I'm with hikingdad, there's no need for the fabric to go so far, all you're trying to do is prevent air flow from robbing the UQ or hammock fabric.
I'm with hikingdad, there's no need for the fabric to go so far, all you're trying to do is prevent air flow from robbing the UQ or hammock fabric.
In essence it would actually take more material than a uqp.. The trapped air needs to be close to the body to be worth any real value and have a medium to keep it there... I would worry more about a proper tarp.. jmo..
We would be one step closer to world peace, if everyone slept in a hammock..
The issue that puzzles me is air circulation inside the curtain. One can slow down the wind loss but that will still put the hammock sleeper in a similar position to sleeping inside an unheated building. One will still have that cold area to soak up heat. I don't think you produce enough BTU's to do that comfortably. The space is big enough for air circulation to build up so I don't think one will accomplish much. Fill it with insulation and you have a different story. But a quilt is smaller. ;-)
YMMV
HYOH
Free advice worth what you paid for it. ;-)
Exactly.
Your insulation does not create heat, it traps your body heat and holds it close to you. In a sense, its not the underquilt that heats you, you heat the underquilt---your body fills it with heat and retains it. You are not being heated, you are prevented from getting cold. It feels like you're being heated, but that's because 98 degrees feels different when its on the outside of your body than it does when its on the inside. While you would negate the "wind chill " effect of air moving beneath the hammock, you still have to heat the air in that space to body temp or close to it before you would see any beneficial effect. If that takes 10 minutes, not so bad. It if takes 8 hours, not so good.
All that being said, it is better than nothing and several half measures might result in one full measure.
The good news is that an underquilt works better than sleeping on the ground, especially when protected from wind by a tarp or a UQP, or both. While you don't have air moving underneath you when you sleep on the ground, your body's task there is bringing the surface of the planet up to body temperature. This is why ground dwellers need pads. Pads are not mattresses to make you more comfortable, they are insulation to keep you from freezing to death while sleeping on roots and rocks.
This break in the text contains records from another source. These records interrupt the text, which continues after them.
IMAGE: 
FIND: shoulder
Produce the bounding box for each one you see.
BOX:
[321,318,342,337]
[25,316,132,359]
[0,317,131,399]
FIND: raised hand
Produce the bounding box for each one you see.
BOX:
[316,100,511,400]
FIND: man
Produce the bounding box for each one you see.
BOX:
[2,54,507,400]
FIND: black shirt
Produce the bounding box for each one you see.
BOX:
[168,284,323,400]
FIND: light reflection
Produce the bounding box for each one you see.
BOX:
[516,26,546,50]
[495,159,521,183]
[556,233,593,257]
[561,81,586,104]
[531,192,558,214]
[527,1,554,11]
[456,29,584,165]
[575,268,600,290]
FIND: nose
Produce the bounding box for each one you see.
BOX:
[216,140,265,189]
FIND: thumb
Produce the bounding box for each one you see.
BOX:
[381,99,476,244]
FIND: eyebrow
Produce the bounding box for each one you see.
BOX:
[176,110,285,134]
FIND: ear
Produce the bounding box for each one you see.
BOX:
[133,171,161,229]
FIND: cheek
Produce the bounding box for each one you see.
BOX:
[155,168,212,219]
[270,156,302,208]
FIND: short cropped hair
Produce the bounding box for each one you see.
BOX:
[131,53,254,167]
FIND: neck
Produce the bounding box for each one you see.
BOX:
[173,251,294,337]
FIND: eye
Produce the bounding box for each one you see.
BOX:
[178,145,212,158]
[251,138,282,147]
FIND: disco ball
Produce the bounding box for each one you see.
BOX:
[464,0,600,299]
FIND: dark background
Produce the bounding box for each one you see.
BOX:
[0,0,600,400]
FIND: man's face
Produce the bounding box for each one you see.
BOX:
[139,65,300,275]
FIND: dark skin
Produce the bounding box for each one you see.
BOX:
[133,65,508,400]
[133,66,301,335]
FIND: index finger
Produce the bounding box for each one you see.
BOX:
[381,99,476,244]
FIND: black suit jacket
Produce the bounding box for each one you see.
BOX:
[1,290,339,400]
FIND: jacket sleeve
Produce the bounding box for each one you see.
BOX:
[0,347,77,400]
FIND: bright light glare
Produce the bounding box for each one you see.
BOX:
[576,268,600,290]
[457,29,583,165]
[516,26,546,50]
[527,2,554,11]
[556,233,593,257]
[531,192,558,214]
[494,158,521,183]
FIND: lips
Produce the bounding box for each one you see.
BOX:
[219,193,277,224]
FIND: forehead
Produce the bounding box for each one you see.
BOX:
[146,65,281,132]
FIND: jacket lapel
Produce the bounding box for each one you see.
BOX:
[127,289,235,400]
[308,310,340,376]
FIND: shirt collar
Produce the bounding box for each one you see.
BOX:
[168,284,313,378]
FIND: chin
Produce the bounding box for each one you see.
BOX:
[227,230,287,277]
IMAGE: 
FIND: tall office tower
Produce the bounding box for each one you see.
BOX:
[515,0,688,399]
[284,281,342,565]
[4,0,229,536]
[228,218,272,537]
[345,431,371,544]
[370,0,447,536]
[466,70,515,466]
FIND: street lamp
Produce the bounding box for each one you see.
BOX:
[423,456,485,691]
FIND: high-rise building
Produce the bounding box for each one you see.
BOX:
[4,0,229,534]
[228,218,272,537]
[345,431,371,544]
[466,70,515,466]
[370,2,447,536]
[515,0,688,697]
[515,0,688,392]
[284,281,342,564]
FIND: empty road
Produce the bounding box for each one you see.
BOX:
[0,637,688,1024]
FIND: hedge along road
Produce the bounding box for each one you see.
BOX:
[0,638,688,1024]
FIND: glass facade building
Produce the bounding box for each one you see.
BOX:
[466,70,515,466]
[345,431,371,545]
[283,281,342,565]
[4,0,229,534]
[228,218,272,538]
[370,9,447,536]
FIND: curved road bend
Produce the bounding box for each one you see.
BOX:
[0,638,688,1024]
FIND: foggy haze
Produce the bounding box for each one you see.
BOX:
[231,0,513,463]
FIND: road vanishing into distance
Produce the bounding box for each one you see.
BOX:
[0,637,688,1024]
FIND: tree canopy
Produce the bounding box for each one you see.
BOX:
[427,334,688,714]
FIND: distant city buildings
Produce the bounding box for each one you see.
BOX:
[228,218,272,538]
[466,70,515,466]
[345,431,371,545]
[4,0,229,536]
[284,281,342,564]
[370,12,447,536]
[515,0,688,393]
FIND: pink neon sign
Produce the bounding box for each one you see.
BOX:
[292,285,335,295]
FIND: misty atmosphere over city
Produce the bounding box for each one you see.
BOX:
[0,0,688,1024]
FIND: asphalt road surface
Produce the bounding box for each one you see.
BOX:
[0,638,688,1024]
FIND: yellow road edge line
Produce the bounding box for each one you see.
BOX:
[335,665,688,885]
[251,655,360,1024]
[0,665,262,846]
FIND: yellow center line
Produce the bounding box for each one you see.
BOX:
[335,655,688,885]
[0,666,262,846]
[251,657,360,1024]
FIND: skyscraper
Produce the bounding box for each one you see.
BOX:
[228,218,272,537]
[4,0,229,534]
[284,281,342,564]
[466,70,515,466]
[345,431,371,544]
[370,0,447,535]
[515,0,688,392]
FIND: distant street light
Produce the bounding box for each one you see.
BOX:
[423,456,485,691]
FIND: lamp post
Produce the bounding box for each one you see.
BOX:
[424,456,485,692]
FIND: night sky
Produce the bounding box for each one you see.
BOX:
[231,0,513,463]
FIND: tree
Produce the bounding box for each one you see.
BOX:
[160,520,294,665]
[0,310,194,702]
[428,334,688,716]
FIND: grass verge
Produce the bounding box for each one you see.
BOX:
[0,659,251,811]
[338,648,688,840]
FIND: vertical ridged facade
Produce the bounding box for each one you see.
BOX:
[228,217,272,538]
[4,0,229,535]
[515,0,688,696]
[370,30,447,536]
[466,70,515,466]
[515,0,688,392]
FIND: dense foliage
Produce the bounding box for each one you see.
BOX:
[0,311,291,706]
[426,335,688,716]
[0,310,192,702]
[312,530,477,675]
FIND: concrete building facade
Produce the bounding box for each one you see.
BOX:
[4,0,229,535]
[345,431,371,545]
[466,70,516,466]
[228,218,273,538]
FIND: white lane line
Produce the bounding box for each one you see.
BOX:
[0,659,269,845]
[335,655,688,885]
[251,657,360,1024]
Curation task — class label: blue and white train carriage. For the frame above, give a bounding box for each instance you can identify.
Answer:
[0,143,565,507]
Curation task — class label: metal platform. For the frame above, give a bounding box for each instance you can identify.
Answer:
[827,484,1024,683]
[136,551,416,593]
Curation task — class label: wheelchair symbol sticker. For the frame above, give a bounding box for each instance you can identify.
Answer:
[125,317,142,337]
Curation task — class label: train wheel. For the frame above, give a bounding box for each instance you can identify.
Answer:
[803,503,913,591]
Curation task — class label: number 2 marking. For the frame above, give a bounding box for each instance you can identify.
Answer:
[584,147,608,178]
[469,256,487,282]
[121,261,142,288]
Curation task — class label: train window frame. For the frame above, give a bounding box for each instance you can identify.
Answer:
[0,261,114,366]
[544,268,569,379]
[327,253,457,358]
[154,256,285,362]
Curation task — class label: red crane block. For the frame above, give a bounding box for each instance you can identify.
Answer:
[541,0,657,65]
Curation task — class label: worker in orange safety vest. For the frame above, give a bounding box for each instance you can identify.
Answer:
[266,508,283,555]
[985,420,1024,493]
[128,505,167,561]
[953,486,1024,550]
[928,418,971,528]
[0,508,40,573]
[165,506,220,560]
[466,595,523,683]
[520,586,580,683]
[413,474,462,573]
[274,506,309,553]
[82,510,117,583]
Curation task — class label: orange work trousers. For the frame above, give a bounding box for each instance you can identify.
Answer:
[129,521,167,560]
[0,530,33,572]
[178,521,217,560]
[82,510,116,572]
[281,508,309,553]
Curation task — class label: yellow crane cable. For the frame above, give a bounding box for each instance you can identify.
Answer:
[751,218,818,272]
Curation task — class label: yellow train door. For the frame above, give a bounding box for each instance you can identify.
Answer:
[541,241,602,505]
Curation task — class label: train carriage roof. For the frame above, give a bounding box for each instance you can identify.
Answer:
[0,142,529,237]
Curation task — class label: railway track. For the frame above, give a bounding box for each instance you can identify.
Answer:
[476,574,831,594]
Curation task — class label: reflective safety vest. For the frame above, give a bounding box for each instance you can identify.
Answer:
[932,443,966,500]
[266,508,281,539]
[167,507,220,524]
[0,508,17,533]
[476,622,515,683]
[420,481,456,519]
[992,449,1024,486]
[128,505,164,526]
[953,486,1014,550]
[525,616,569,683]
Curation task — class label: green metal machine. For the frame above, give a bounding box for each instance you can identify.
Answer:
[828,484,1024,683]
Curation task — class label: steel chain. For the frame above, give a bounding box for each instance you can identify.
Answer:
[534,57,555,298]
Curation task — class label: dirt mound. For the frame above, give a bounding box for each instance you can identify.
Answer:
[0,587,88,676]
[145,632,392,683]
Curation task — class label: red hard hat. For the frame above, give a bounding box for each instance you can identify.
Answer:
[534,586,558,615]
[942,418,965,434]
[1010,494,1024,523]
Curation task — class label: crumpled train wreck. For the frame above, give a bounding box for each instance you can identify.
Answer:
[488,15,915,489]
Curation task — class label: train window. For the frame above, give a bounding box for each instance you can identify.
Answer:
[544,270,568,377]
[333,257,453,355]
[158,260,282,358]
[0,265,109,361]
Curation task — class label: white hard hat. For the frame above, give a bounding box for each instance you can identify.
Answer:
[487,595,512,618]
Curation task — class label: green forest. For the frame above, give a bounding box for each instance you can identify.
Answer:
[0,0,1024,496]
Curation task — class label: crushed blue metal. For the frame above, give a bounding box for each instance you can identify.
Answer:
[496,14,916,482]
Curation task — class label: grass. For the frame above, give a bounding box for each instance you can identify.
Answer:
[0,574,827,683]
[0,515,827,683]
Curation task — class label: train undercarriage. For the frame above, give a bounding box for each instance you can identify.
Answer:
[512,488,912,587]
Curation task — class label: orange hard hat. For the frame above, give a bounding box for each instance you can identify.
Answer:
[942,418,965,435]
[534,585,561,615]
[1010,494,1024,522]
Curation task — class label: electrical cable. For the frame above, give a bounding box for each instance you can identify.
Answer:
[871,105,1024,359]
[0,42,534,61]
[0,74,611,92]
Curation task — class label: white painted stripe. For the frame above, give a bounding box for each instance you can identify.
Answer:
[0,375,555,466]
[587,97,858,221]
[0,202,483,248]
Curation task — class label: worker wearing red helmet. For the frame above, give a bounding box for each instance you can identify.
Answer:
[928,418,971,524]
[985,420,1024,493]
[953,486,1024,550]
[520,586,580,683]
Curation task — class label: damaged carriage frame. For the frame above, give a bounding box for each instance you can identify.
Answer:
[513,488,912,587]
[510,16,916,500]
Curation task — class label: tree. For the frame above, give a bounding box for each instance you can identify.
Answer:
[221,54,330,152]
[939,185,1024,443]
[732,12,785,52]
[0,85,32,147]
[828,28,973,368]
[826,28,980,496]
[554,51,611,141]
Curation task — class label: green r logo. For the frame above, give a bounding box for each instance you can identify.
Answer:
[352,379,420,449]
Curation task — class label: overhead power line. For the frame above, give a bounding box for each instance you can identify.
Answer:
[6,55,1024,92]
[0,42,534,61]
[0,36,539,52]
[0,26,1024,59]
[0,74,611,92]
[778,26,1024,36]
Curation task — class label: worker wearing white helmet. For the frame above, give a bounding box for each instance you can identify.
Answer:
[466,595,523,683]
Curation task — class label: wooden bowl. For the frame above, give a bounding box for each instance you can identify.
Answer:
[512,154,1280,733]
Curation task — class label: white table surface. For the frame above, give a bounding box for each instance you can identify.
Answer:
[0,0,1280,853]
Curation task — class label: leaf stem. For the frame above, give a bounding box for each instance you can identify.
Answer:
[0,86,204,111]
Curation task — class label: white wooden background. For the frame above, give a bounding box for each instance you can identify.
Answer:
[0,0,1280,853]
You might be able to try something similar out by hanging a hammock under your hammock and weighting it with a rock to create an air pocket, that way there wouldn't be an issue with anything touching the ground. But I do agree with what's been said, even if you cut the wind the air temp is still gonna chill ya. I don't have a UQ, but I made something like a hammock that hangs under my hammock and holds a sleeping bag. It works really well. I've wondered if it would work to throw a couple cheap inflatable rafts (not fully inflated so they'll mold to my body) in there...
Get a weighted shower curtain and use binder clips to attach it to the underquilt. If it works go further. If it doesn't you have new shower curtains.
Tell us how it pans out.
My YouTube channel: http://www.youtube.com/user/rexmichaelson
"But hey, 2 trees anywhere is a bedroom waiting to happen, right?"
I found that in the wind the UQP could be blown into the UQ and push some of the warmed air out. I just used grizz beaks to stop that but a staked out UQP type affair, as the OP suggested, has merit (kinda).
use a rain poncho or peice of tyvek as an uq and the use a space blanket clipped to the inside of that. no uq no wind. However in terms of convection stopping wind lost heat merely using the drapery technique in theory might work. but maybe inefective if the ambient temp is very cool or damp. your body will still try to heat the air around you. and if there is nothing to capture heat in loft or a pad. you may still get cbs. try it out take pics let us know how it works!!!